Lisa M. Gill
Statistical Engineering Division, ITL
Analytical Chemistry Division, CSTL
In 1997, NIST released Standard Reference Material 2383, Baby Food Composite, which can be used as a control material when assigning values to in-house control materials and for validation of analytical methods for the measurements of proximates, vitamins, and minerals in baby foods and similar matrices. The ``recipe'' for SRM 2383 was developed at NIST. One thousand pounds of material were prepared by combining ingredients that go into commercially available jars of Gerber baby food; prepared creamed spinach and infant formula were added. The mixture was pumped into jars that held 70 g.
The certification of this SRM, which has 56 analytes, was broken up into three main categories: 1) Fat Soluble Vitamins and Cartenoids, 2) Water Soluble Vitamins, and 3) Proximates and Trace Minerals. The first category had measurements made by NIST and two outside laboratories. The other categories had data collected from a round-robin study and some additional participating laboratories.
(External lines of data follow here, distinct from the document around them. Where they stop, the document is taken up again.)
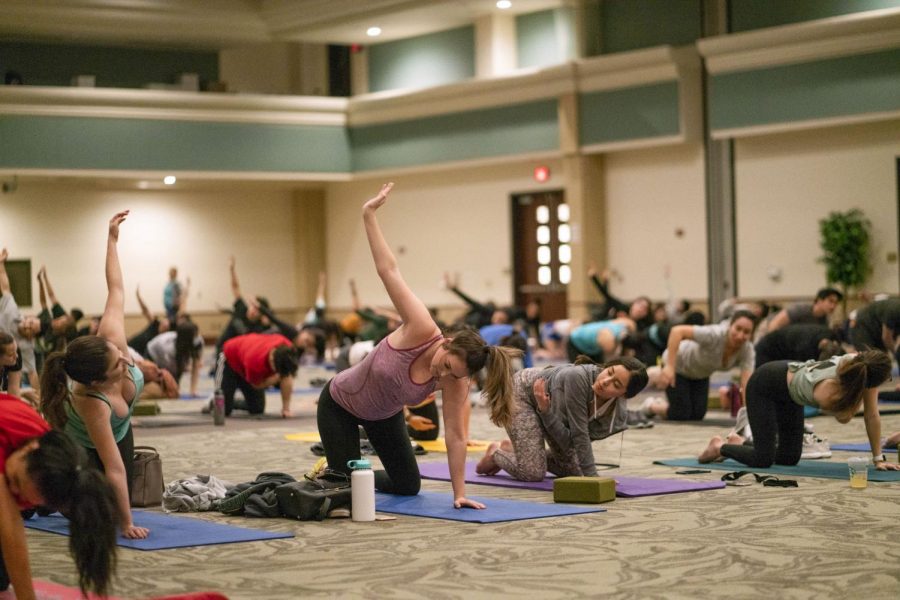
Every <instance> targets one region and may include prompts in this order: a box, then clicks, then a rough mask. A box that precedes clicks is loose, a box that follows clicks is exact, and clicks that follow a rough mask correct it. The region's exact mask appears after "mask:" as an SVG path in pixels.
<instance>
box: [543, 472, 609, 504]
mask: <svg viewBox="0 0 900 600" xmlns="http://www.w3.org/2000/svg"><path fill="white" fill-rule="evenodd" d="M615 499H616V481H615V479H610V478H609V477H559V478H558V479H554V480H553V501H554V502H582V503H585V504H600V503H601V502H612V501H613V500H615Z"/></svg>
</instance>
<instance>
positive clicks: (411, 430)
mask: <svg viewBox="0 0 900 600" xmlns="http://www.w3.org/2000/svg"><path fill="white" fill-rule="evenodd" d="M409 412H410V413H411V414H414V415H417V416H419V417H425V418H426V419H431V422H432V423H434V425H435V427H434V429H429V430H428V431H416V430H415V429H413V428H412V427H409V426H407V428H406V429H407V433H409V437H411V438H412V439H414V440H417V441H420V442H433V441H434V440H436V439H438V436H440V434H441V417H440V415H439V414H438V409H437V402H435V401H434V400H432V401H431V402H429V403H428V404H426V405H425V406H420V407H419V408H414V407H412V406H410V407H409Z"/></svg>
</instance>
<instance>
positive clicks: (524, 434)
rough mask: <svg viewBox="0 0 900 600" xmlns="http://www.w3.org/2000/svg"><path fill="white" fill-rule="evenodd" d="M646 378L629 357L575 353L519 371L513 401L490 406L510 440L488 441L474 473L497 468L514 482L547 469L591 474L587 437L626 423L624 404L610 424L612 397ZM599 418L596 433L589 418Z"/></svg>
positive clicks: (598, 434) (614, 407) (589, 454)
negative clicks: (555, 362) (497, 406)
mask: <svg viewBox="0 0 900 600" xmlns="http://www.w3.org/2000/svg"><path fill="white" fill-rule="evenodd" d="M647 380H648V378H647V368H646V367H645V366H644V363H642V362H641V361H639V360H637V359H636V358H631V357H623V358H617V359H613V360H611V361H609V362H607V363H605V364H602V365H598V364H597V363H595V362H593V361H592V360H591V359H590V358H589V357H587V356H579V357H578V359H577V360H576V363H575V364H574V365H563V366H559V367H553V368H547V369H539V368H533V369H523V370H521V371H519V372H518V373H516V374H515V376H514V386H515V395H514V400H513V402H512V403H511V404H510V405H507V406H505V407H502V408H501V407H496V406H492V407H491V420H492V421H493V422H494V423H495V424H497V425H503V426H504V427H505V428H506V433H507V434H508V435H509V438H510V439H509V440H505V441H504V442H502V443H497V442H495V443H492V444H491V445H490V446H488V450H487V452H486V453H485V455H484V457H483V458H482V459H481V460H480V461H479V462H478V466H477V467H476V468H475V470H476V472H478V473H481V474H484V475H496V474H497V473H498V472H500V470H501V469H502V470H504V471H506V472H507V473H509V474H510V475H511V476H512V477H513V478H514V479H518V480H519V481H542V480H543V479H544V475H545V474H546V472H547V471H550V472H551V473H553V474H554V475H557V476H560V477H566V476H570V475H576V476H587V477H596V476H597V466H596V464H595V462H594V451H593V449H592V448H591V441H593V440H595V439H602V438H603V437H607V436H609V435H610V434H612V433H617V431H621V430H622V429H624V428H625V427H626V425H625V422H626V418H625V416H624V413H625V408H624V406H622V407H621V414H622V417H621V419H619V421H620V423H621V428H620V429H618V430H616V429H615V428H614V427H613V426H614V425H615V421H616V420H617V419H616V417H617V414H616V413H617V409H618V408H619V403H618V400H619V399H620V398H631V397H632V396H634V395H635V394H637V393H638V392H640V391H641V390H642V389H644V387H645V386H646V385H647ZM551 394H552V398H551ZM623 403H624V400H623ZM498 409H499V410H498ZM601 420H602V421H603V422H604V423H606V424H607V426H606V427H602V429H603V432H602V433H601V432H599V431H597V429H598V428H597V427H596V426H595V423H592V422H599V421H601ZM545 439H546V441H547V442H548V443H549V446H550V449H549V451H548V450H547V449H546V448H545V443H544V441H545Z"/></svg>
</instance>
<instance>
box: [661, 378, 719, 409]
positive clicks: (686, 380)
mask: <svg viewBox="0 0 900 600" xmlns="http://www.w3.org/2000/svg"><path fill="white" fill-rule="evenodd" d="M666 397H667V398H668V399H669V412H668V414H667V415H666V418H667V419H669V420H670V421H702V420H703V417H705V416H706V408H707V407H708V406H709V377H707V378H705V379H688V378H687V377H685V376H683V375H679V374H678V373H676V374H675V387H667V388H666Z"/></svg>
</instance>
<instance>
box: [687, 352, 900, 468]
mask: <svg viewBox="0 0 900 600" xmlns="http://www.w3.org/2000/svg"><path fill="white" fill-rule="evenodd" d="M890 376H891V359H890V357H889V356H888V355H887V354H886V353H884V352H881V351H878V350H868V351H866V352H860V353H859V354H845V355H843V356H834V357H832V358H830V359H828V360H824V361H815V360H810V361H807V362H805V363H800V362H788V361H784V360H781V361H774V362H770V363H766V364H764V365H763V366H761V367H760V368H759V369H757V370H756V371H754V372H753V375H752V376H751V377H750V381H749V382H747V417H748V419H749V421H750V428H751V429H752V431H753V445H752V446H751V445H746V444H744V439H743V438H742V437H740V436H739V435H736V434H732V435H730V436H729V437H728V440H727V443H726V440H723V439H722V438H721V436H715V437H713V438H712V439H711V440H710V442H709V445H708V446H707V447H706V448H705V449H704V450H703V452H701V453H700V456H699V461H700V462H703V463H707V462H713V461H716V460H721V459H722V458H733V459H734V460H736V461H739V462H742V463H744V464H745V465H747V466H749V467H755V468H767V467H770V466H772V464H778V465H796V464H797V463H798V462H800V455H801V453H802V452H803V407H804V406H814V407H816V408H818V409H820V410H821V411H822V412H824V413H828V414H832V415H834V418H835V419H837V420H838V421H839V422H841V423H849V422H850V419H852V418H853V415H855V414H856V412H857V411H858V410H859V408H860V405H862V408H863V415H864V419H865V424H866V434H867V435H868V438H869V443H870V444H871V446H872V455H873V458H872V460H873V462H874V463H875V468H876V469H878V470H880V471H892V470H898V469H900V465H896V464H893V463H889V462H887V461H886V460H885V457H884V454H883V453H882V451H881V418H880V415H879V414H878V386H879V385H881V384H882V383H884V382H885V381H887V380H888V379H889V378H890ZM776 437H777V442H776Z"/></svg>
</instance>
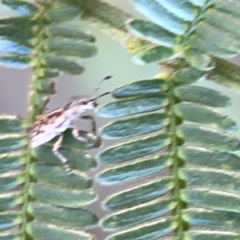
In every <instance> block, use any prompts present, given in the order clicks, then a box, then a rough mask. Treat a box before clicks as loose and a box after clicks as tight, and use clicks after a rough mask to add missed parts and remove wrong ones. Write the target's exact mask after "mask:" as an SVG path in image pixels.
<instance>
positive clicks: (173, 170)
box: [166, 80, 184, 239]
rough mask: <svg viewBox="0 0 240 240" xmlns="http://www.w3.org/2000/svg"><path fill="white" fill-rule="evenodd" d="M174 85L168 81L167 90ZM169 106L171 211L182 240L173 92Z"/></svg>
mask: <svg viewBox="0 0 240 240" xmlns="http://www.w3.org/2000/svg"><path fill="white" fill-rule="evenodd" d="M174 87H175V85H174V82H173V81H172V80H170V81H169V88H170V89H172V90H173V89H174ZM169 99H170V104H169V106H168V108H167V109H166V110H167V113H168V116H169V119H170V125H169V127H168V128H167V132H168V134H169V135H170V139H171V143H170V146H169V153H170V156H171V159H172V160H173V164H172V166H171V167H170V175H171V176H173V182H174V188H173V190H172V194H173V199H174V200H175V201H176V202H177V205H176V207H175V209H174V210H173V214H174V215H175V216H176V218H175V220H176V223H177V229H176V232H175V233H176V236H178V237H179V239H183V231H184V227H183V221H182V201H181V198H180V191H181V188H182V187H181V183H180V179H179V176H178V171H179V167H180V162H179V159H178V157H177V149H178V145H179V143H178V138H177V134H176V133H177V125H178V123H177V119H176V115H175V113H174V106H175V104H176V103H177V102H176V99H175V96H174V93H173V91H170V94H169Z"/></svg>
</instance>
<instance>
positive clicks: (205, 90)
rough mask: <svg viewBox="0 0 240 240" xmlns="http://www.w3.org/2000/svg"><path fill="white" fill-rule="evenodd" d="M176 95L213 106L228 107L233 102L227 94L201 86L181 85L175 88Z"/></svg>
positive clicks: (190, 101) (192, 101)
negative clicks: (222, 93) (220, 92)
mask: <svg viewBox="0 0 240 240" xmlns="http://www.w3.org/2000/svg"><path fill="white" fill-rule="evenodd" d="M175 91H176V92H175V93H176V96H177V97H179V98H180V99H181V100H182V101H187V102H194V103H200V104H204V105H208V106H211V107H228V106H229V105H230V104H231V101H230V98H229V97H227V96H226V95H224V94H222V93H220V92H218V91H215V90H212V89H209V88H205V87H199V86H181V87H177V88H175Z"/></svg>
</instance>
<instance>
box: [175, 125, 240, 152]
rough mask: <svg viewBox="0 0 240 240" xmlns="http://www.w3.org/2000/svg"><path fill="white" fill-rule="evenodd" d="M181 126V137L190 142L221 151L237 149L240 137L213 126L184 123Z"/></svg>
mask: <svg viewBox="0 0 240 240" xmlns="http://www.w3.org/2000/svg"><path fill="white" fill-rule="evenodd" d="M180 128H181V133H180V134H181V135H182V138H183V139H185V141H186V142H190V143H191V144H197V145H200V146H203V147H208V148H210V149H215V150H222V151H239V149H240V139H239V138H237V137H235V136H234V135H231V134H229V133H225V132H222V131H218V130H216V129H213V128H206V127H202V126H201V128H199V126H198V125H193V124H184V125H182V127H180Z"/></svg>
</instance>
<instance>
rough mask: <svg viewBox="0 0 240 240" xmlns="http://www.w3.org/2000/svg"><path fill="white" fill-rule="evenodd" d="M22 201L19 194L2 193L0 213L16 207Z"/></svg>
mask: <svg viewBox="0 0 240 240" xmlns="http://www.w3.org/2000/svg"><path fill="white" fill-rule="evenodd" d="M22 201H23V199H22V198H21V197H20V195H19V192H11V193H5V194H4V193H2V194H0V211H5V210H9V209H12V208H15V207H17V206H18V205H20V204H21V203H22Z"/></svg>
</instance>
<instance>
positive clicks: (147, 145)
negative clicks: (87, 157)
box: [99, 134, 170, 164]
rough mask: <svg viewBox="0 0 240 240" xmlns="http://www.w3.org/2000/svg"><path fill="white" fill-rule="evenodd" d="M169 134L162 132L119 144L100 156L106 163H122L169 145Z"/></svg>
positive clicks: (112, 163)
mask: <svg viewBox="0 0 240 240" xmlns="http://www.w3.org/2000/svg"><path fill="white" fill-rule="evenodd" d="M169 141H170V140H169V139H168V137H167V135H165V134H161V135H156V136H152V137H145V138H142V139H139V140H134V141H131V142H127V143H123V144H119V145H116V146H113V147H110V148H108V149H107V150H105V151H104V152H102V153H101V155H100V156H99V158H100V160H101V161H102V162H105V163H111V164H113V163H121V162H126V161H129V160H132V159H135V158H140V157H144V156H146V155H148V154H151V153H155V152H157V151H160V150H161V149H163V148H164V147H165V146H167V145H168V143H169Z"/></svg>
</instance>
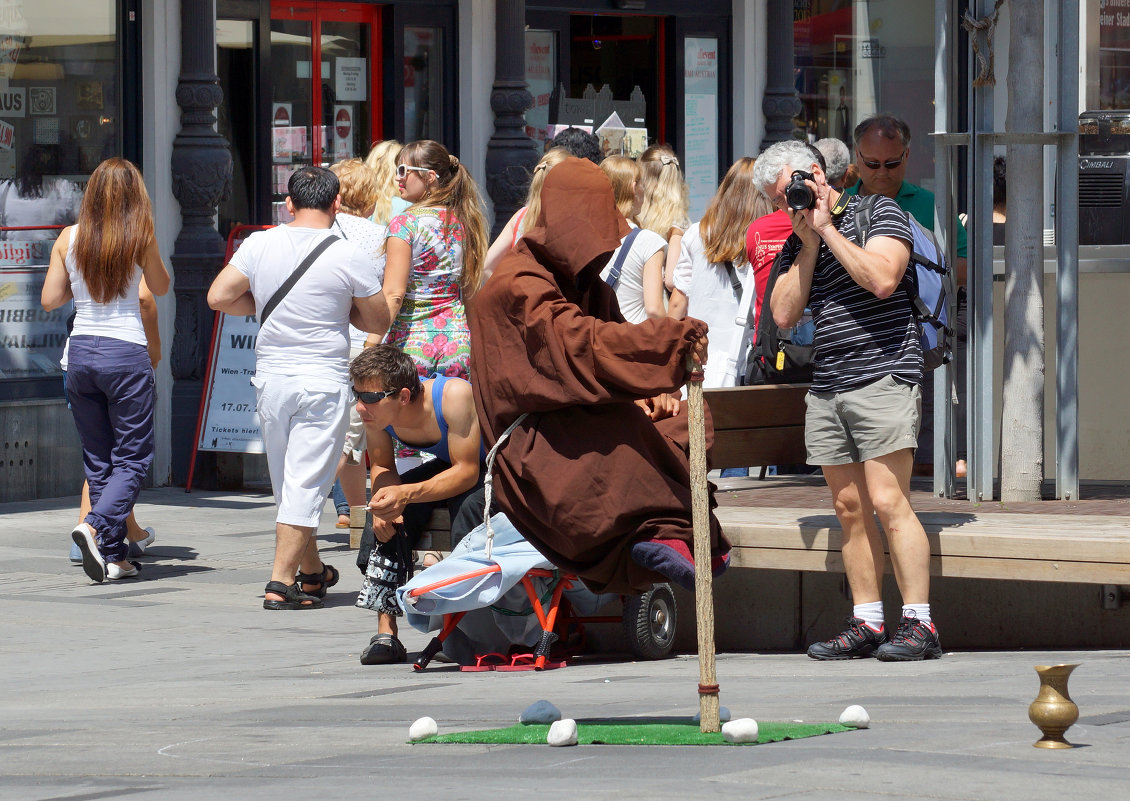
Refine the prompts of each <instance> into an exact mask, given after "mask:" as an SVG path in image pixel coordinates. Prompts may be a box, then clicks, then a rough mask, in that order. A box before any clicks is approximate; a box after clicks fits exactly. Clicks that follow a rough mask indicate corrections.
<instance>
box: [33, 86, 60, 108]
mask: <svg viewBox="0 0 1130 801" xmlns="http://www.w3.org/2000/svg"><path fill="white" fill-rule="evenodd" d="M27 110H28V111H29V112H31V113H32V114H46V115H51V114H54V113H55V87H53V86H33V87H31V88H29V89H28V90H27Z"/></svg>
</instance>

There was no data collected at NIST for these two areas.
The certification method used for the fat soluable vitamins and cartenoids has been applied to many chemical multimethod reference materials. For all the reporting methods, an equally weighted mean of the measurements is calculated with an expanded uncertainty at the 95% level of confidence with an additional bias allowance added on linearly. This method provides conservative results that have proven to be useful over time.
Due to the large number of participating laboratories for the water soluble vitamins, proximates and minerals, the certified value and associated uncertainty were derived by taking the mean of each of the lab means and then calculating the variance of the lab means. This method works well except when there are too few labs reporting data for a particular analyte; in these cases, the degrees of freedom is small, which in turn results in a large t-multiplier.
Three criteria were used for excluding data from the calculation of assigned values: 1) if for a particular analyte a laboratory's results did not agree with other laboratorys' results and that particular laboratory had poor quality control (QC) data; 2) data was not used if a laboratory did not provide QC data; and 3) outliers were determined based on the QC data and comparison with other laboratories utilizing the studentized residuals.
The uncertainty in the reference values is expressed as an expanded uncertainty according to
the ISO Guide to the Expression of Uncertainty in Measurement.
Figure 6: Comparison of the final assigned value (denoted .Cert) and its associated expanded uncertainty and the mean with expanded uncertainties for individual laboratory data for iron.